PyGWalker Cloud is now available! Get a 50% off discount for the first month to get started.

Prepare Data
Data Profiling

Data Profiling

What is data profiling

Data profiling is the process of examining and analyzing data to gain a better understanding of its structure, content, and quality. It involves collecting statistics and metrics about data attributes, including data type, length, pattern, and completeness, to identify potential issues and inconsistencies that may impact data quality.

The purpose of data profiling is to provide a comprehensive overview of the data and to support data governance, data cleansing, and data integration activities.

Data profiling with RATH

After connecting RATH to your data source, you may access a bird-eye view of your data on the Data Source tab. On this page, you can access the distribution and basic statistics of your data source, with three different options to overview your data source.

  • Table View: where you can take a glance over your data in the form of a table.
  • Meta View: where you can overview the metadata. Best practice: use the meta view to quickly configure the types of the data fields.
  • Statistics View: where you can check the statistical information of your data source. Best practice: use this view for statistical and data distribution analysis. Data Views

Table view

On the table view, you can take a quick glance over the available data fields, thus granting a general idea of what this dataset is about. Table view

Move your mouse cursor over the specific data field you intend to edit. In this example, we are trying to modify the date field. Edit fields in the table view

  • Click on the "pen" button on the right side of date to change the name of this field.

  • Click on the "light bulb" button on the right side of date to explore this field with the Semi-auto Exploration feature.

  • Click on the Transform button to transform this field. In this case, RATH automatically detects the date field as a DateTime field and suggests grouping the field by units of time.

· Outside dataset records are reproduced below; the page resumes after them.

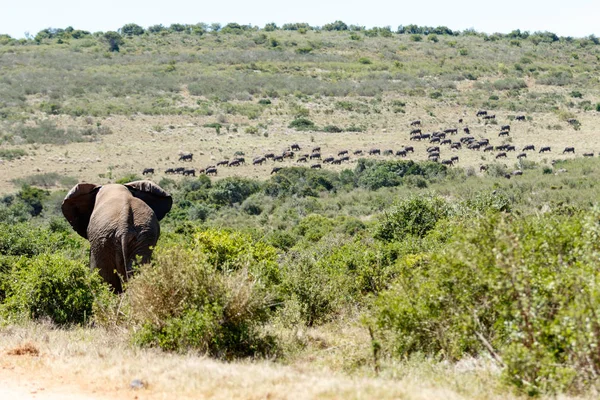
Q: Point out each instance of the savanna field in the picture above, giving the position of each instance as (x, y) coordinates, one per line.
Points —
(346, 220)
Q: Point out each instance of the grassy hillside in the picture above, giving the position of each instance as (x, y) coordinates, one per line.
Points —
(470, 279)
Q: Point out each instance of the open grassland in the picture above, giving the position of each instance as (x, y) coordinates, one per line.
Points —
(382, 275)
(78, 110)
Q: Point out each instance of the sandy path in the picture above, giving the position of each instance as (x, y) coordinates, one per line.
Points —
(16, 384)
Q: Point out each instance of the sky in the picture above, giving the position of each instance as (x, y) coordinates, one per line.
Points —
(577, 18)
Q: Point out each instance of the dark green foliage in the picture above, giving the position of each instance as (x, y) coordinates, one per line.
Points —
(131, 30)
(232, 190)
(114, 40)
(374, 174)
(302, 124)
(524, 285)
(415, 216)
(300, 182)
(335, 26)
(217, 311)
(50, 286)
(11, 154)
(33, 198)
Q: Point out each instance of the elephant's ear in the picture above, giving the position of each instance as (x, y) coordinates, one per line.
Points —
(159, 200)
(78, 205)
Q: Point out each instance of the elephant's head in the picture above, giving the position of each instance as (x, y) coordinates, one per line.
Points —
(79, 203)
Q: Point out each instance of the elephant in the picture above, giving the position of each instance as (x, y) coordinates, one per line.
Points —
(120, 222)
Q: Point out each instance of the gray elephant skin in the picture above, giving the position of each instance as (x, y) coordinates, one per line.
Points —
(120, 222)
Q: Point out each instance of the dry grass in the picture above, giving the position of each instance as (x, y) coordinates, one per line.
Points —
(100, 364)
(135, 144)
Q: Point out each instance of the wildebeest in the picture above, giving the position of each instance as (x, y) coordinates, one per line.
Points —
(186, 157)
(569, 150)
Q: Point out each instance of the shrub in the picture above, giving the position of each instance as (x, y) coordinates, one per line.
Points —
(183, 302)
(520, 286)
(509, 84)
(11, 154)
(50, 286)
(302, 124)
(414, 216)
(332, 129)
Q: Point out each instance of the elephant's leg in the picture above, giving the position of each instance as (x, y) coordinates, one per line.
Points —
(101, 260)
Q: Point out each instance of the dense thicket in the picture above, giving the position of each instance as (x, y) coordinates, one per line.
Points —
(463, 267)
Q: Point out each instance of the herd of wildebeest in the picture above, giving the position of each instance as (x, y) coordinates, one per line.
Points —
(438, 141)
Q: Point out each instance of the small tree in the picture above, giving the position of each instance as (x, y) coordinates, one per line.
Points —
(114, 40)
(132, 30)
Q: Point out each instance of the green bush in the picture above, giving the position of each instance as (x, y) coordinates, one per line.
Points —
(50, 286)
(414, 216)
(524, 287)
(302, 124)
(182, 302)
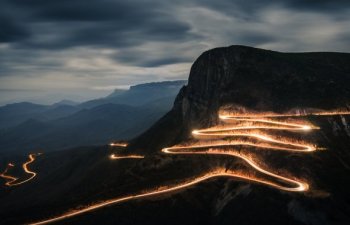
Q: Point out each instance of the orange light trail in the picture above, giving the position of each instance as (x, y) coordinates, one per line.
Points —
(113, 156)
(293, 184)
(12, 180)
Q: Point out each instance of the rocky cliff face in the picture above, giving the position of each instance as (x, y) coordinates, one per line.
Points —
(253, 78)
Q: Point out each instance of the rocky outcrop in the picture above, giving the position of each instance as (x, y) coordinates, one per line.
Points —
(253, 78)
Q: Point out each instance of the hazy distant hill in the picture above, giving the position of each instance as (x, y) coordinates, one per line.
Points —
(139, 94)
(254, 78)
(27, 126)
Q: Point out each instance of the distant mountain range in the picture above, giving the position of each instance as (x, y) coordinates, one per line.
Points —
(121, 115)
(253, 79)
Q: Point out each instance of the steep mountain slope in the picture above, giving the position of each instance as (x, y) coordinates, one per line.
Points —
(81, 177)
(256, 79)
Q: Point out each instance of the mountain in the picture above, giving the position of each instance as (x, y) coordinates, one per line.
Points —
(65, 124)
(139, 94)
(17, 113)
(256, 79)
(65, 102)
(247, 79)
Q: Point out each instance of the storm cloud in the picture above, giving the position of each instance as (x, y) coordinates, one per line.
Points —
(86, 47)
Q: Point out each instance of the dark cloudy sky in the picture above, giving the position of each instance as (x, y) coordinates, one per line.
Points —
(80, 49)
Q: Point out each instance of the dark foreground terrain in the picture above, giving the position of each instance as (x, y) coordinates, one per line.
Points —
(251, 78)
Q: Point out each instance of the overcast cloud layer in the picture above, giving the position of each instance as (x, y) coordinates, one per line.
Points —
(80, 49)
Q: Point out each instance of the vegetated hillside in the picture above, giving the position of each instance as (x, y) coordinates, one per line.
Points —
(61, 126)
(80, 177)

Transform fields in the table view

  • Change the dimension of this field.

  • Tick off the "use field" option to unselect this field from your dataset.

The concepts of dimensions and measures are borrowed from business intelligence (BI). In a strict sense:

  • A dimension is an independent variable, while a measure is a dependent variable.
  • Or, a dimension is a feature variable, while a measure is the target variable.

RATH will automatically help you assign the dimensions and measures.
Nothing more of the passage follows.